Parameter Design for a 6.78-MHz Wireless Power Transfer System Based on Analytical Derivation of Class E Current-Driven Rectifier

Abstract

Magnetic resonance coupling working at megahertz (MHz) is widely considered as a promising technology for the mid-range transfer of a medium amount of power. It is known that the soft-switching-based Class E rectifiers are suitable for high-frequency rectification, and thus potentially improve the overall efficiency of MHz wireless power transfer (WPT) systems. This paper reports new results on optimized parameter design of a MHz WPT system based on the analytical derivation of a Class E current-driven rectifier. The input impedance of the Class E rectifier is accurately derived, for the first time, considering the on-resistance of the diode and the equivalent series resistance of the filter inductor.
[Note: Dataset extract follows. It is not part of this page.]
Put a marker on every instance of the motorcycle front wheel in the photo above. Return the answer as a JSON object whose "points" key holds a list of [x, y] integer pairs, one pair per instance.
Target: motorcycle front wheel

This derived input impedance is then used to develop and guide design procedures that determine the optimal parameters of the rectifier, coupling coils, and a Class E PA in an example 6.78-MHz WPT system. Furthermore, the efficiencies of these three components and the overall WPT system are also analytically derived for design and evaluation purposes. In the final experiments, the analytical results are found to well match the experimental results. With loosely coupled coils (mutual inductance coefficient $k$ =0.1327), the experimental 6.78-MHz WPT system can achieve 84% efficiency at a power level of 20 Watts.